Tuesday, January 17, 2012

Flaming Away

Sometimes I find myself looking at the comments columns on various websites and blogs with a kind of fascinated horror at just how extraordinarily rude/unpleasant/nasty/gratuitously obtuse people can be - especially clever people. Youtube provides numerous striking examples. Ever since I discovered just how easy it is to access material by musicians I admire, I also discovered what astonishing drivel gets posted under the clips. The other day I was luxuriating in the sounds of the masterful Bill Frisell, but also enduring the sometimes pointlessly random clueless criticism that somehow accompanies the wonderful material that the fans post.

Today I sort of trapped myself in viewing an extraordinarily bitter set of exchanges within some of the blog pages managed by folk who see themselves as part of the skeptic/atheist community. (Before, gentle reader, you assume that as a theist I'm just having a go here, let me say that I'm certain I could unearth the same sort of stuff within various 'theist communities' if I looked hard enough. This kind of stupidity is hard-wired into our species at every level.) It was like witnessing a pile-up on the highway - horrible, but fascinatingly horrible. I admit, by the way, that it doesn't say much for my character that I stuck around to read the stuff.

And so much of it! I'm talking about single blog entries followed by 300+ comments. That's almost the full extent of this Far Place for a year. Whilst it's true there are sane, conciliatory voices in there, they just get overwhelmed by the mounds of vituperation. (Awful mixed metaphor there, but it sort of conveys my distress, so I'll let it stand.)

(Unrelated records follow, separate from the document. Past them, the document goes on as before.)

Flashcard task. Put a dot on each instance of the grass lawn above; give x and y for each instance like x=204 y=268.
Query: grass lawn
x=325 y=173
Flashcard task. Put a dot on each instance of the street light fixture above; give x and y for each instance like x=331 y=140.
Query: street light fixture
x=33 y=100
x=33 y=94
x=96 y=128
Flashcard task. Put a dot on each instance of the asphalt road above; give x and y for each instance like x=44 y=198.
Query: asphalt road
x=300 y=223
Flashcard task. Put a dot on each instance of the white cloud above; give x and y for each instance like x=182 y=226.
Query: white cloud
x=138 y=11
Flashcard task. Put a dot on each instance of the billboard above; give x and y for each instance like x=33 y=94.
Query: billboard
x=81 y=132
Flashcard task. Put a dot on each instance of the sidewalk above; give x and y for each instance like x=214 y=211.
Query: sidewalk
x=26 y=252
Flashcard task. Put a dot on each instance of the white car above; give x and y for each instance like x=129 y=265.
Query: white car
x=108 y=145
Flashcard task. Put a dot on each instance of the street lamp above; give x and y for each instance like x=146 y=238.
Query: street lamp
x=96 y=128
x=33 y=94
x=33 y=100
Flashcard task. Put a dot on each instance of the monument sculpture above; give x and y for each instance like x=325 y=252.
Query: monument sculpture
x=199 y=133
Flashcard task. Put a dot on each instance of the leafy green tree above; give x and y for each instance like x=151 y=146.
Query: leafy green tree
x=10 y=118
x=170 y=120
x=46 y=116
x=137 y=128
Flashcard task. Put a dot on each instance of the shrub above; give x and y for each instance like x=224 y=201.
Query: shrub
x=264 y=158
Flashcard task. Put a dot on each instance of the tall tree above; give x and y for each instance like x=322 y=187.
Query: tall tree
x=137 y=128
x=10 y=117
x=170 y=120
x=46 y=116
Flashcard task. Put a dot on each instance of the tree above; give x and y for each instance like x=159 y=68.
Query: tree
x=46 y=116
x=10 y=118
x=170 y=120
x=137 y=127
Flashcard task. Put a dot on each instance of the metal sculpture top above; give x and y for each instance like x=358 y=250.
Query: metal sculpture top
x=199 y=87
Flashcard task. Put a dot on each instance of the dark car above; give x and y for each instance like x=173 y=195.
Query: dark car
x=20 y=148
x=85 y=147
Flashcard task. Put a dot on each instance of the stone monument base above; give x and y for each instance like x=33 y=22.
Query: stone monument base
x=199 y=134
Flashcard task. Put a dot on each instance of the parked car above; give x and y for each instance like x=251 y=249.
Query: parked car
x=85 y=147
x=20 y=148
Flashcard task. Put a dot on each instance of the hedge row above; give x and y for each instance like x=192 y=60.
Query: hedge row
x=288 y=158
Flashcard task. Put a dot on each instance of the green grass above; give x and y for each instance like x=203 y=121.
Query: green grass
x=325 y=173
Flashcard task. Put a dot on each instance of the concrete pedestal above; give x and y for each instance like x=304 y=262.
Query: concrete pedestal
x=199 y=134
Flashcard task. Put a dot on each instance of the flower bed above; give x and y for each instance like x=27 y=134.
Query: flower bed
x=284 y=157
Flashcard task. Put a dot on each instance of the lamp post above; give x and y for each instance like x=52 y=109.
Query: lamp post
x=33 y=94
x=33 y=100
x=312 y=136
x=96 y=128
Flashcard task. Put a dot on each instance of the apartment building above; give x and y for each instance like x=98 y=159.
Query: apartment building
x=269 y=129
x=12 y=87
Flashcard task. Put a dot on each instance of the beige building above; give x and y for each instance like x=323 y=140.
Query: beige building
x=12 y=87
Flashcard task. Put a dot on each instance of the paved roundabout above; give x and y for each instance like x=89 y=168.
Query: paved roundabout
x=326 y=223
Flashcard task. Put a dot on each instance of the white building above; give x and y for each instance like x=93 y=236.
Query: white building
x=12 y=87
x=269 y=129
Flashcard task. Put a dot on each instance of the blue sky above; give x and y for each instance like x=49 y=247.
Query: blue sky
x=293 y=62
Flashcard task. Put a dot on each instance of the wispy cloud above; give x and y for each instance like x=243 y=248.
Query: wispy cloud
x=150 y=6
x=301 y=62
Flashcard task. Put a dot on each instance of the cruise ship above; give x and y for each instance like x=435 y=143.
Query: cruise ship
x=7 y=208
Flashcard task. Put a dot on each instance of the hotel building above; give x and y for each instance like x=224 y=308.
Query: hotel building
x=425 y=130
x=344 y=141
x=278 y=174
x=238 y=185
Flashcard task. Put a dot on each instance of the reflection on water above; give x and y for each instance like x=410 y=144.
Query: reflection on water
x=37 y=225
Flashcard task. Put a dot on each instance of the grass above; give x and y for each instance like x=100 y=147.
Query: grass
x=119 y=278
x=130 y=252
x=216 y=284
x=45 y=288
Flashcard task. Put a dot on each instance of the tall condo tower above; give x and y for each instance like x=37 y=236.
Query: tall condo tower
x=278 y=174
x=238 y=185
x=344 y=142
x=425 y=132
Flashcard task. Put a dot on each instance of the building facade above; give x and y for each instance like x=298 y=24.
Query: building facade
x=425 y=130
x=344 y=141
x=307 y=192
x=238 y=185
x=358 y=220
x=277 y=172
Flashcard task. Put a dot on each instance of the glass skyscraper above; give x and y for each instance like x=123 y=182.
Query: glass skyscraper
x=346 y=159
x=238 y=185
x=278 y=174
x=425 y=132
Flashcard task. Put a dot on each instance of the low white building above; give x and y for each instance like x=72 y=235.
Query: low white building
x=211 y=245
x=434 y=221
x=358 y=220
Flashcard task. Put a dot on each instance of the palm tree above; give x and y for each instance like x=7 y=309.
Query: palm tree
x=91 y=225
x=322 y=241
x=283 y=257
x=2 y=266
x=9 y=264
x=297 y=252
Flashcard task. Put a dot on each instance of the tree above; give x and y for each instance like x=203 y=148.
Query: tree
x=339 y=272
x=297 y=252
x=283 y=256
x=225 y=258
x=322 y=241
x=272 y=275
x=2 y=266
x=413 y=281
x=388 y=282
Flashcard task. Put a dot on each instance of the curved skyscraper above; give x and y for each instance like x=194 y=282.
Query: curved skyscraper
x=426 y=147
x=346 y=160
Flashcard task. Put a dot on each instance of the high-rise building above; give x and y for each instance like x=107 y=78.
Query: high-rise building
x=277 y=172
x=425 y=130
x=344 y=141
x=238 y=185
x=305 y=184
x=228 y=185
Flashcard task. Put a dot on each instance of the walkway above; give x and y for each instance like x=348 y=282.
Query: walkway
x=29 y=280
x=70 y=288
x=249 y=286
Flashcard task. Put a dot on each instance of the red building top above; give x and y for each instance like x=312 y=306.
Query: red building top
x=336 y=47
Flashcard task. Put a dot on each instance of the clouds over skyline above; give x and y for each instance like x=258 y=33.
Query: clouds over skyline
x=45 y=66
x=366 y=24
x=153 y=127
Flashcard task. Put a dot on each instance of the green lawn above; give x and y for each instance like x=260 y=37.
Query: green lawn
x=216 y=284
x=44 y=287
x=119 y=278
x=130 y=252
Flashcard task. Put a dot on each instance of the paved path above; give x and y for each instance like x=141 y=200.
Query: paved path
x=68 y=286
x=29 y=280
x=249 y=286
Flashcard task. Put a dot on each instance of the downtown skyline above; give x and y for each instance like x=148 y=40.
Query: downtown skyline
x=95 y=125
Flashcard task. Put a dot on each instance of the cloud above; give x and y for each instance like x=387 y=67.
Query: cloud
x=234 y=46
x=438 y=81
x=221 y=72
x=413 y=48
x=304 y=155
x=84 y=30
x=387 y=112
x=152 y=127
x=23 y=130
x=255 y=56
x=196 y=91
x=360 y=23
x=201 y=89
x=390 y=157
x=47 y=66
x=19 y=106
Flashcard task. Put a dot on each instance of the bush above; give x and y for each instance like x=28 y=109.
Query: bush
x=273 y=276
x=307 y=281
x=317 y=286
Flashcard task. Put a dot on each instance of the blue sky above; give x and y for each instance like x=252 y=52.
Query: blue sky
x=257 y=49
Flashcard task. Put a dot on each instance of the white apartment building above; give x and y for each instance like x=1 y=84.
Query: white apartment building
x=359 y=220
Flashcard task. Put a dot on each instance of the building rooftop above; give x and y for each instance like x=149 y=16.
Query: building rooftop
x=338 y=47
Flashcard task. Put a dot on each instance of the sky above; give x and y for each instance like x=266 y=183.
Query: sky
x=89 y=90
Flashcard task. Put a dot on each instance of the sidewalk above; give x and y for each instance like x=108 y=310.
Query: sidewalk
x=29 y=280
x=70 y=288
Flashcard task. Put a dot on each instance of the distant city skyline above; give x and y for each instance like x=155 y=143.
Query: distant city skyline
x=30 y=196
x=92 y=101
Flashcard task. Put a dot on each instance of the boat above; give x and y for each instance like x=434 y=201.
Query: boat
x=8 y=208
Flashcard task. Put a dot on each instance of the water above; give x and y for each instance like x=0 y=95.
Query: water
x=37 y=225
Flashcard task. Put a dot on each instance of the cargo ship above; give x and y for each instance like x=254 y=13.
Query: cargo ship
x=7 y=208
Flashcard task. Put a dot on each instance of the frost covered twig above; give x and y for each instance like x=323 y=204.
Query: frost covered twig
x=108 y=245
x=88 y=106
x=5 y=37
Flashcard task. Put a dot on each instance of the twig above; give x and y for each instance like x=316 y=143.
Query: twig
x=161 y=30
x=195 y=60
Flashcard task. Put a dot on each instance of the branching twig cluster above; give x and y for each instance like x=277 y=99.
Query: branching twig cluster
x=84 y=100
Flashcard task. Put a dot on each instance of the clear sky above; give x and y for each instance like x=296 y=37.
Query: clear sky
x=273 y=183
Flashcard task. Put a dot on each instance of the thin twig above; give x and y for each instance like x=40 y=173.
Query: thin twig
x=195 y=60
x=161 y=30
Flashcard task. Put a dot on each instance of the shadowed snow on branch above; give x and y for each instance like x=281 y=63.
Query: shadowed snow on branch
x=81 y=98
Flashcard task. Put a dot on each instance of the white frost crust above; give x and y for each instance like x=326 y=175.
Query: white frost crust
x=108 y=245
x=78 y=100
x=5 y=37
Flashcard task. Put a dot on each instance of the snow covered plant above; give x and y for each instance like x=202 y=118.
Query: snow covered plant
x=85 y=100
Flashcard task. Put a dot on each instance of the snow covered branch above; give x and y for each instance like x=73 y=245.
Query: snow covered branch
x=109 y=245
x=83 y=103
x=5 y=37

And the nastiest ones often seem to think they are so much in the right that the vituperation is not merely justified but somehow represents a positive and necessary moral good. (A bit like signs of The Elect.) I really don't want to have too much to do with a world in which straightforward decency, kindness, politeness, tolerance, compassion have become moral failings.

Maybe I'm just unenlightened. Thankfully.

2 comments:

Trebuchet said...

A lot of people do that for fun. Several ethnographers have managed to describe these people in amusing ways. One such can be found here and there are many more! :)

Brian Connor said...

Thanks for the link. Cheering stuff!